There has been a rash of new web UIs based on HTML5. Is a web UI the same as an API? Can we assume that a new HTML5 web UI is making use of an API on the back end, creating a new API, or is it using an older API? Presenting a web-scale UI today usually means an HTML5 UI. In many ways, this is better than the security bug-ridden flash APIs that existed in the past. Is this really about graphical front ends, user experience, or APIs? Or is it a question of all three?
While I personally am not a fan of graphical user interfaces, I do use one every day. Why I am not a fan stems from the past inherent slowness of graphical UIs, and web-based ones are no different. In the high-performance computing world, and in the LINUX or UNIX world, the command line rules. The command line often requires some bit of code between the application and the user: an API of sorts—not always an official API, but one that works. This is the foundation of the Puppet and Chef scripts we see today. Back in the depths of time, those products started as ways to organize and chain together the scripts we continually rewrote to make our systems work.

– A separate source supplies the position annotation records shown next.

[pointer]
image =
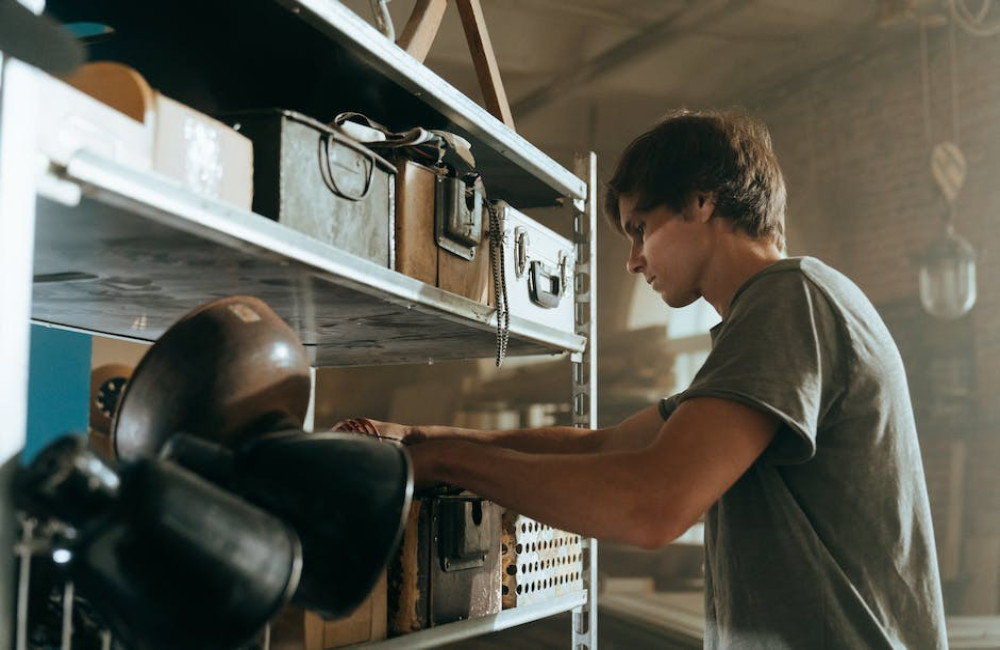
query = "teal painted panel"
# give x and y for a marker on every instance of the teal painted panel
(58, 387)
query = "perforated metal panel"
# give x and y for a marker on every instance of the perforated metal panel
(539, 562)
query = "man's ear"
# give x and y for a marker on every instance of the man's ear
(703, 204)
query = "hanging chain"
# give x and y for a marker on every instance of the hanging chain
(499, 281)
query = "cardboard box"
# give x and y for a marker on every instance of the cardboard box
(70, 120)
(201, 153)
(298, 629)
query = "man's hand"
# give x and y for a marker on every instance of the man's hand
(402, 433)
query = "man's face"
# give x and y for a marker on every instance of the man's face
(669, 249)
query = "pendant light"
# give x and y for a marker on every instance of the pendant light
(948, 265)
(947, 275)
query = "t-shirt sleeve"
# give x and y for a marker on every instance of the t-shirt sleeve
(776, 352)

What seems odd today is that the command line and APIs are seen as incredibly new and interesting, and even caused Microsoft to create its own shell. In today’s computing, where everything is an abstraction, this is a good thing. Yet, it is still a cycle. Are the web UIs we are seeing today more of that cycle? I think so. Most people need UIs to make sense of things. APIs are often hard to understand, and they aren’t standard across platforms. They require more depth of knowledge to use effectively. Managing API keys, for example, is much harder than many people believe. Embedding keys directly into code is a cause of fraud and theft within AWS that costs some companies hundreds thousands of dollars monthly.
APIs are the world of today. Getting a handle on them is a major part of current IT taskings. This is where Puppet comes in. We also see a brand new breed of products and reinvented products driven solely by their APIs. This is a question I ask of vendors: “Is there an API I can use?” I prefer this answer when I hear it: “Our entire web user interface is driven by our APIs.” This is an excellent approach, as others are trying to use the tools via an API, and web UIs will push APIs in very different directions, often for the better.
This is not a debate about web UI vs. API: it’s about APIs being used 100% within web UIs. Private interfaces to gain access to data is not the way of the future: that’s the path that leads to breakage in items like microservices. Private interfaces can stall products when attempting to move forward into the new world of containers, microservices, and cross-hypervisor, cross-cloud applications.
This is the real reason we need well-defined APIs usable by shell scripting technologies, RESTful, and other APIs in the future. Containers are here to stay. Microservices are the future (as they were the past). Creating an application around a well-defined set of tools that presents a service, does it well, and is all it does is where we need to be. We are now back to “keep it simple” (do one thing well) services that we can chain together to create our applications.
These services all speak APIs, which can accommodate new services added to the chain, the workflow, and the application to manipulate our data.
A vendor’s web UI is a perfect place for the vendor to start using its own APIs. The future beckons, and it is driven by APIs.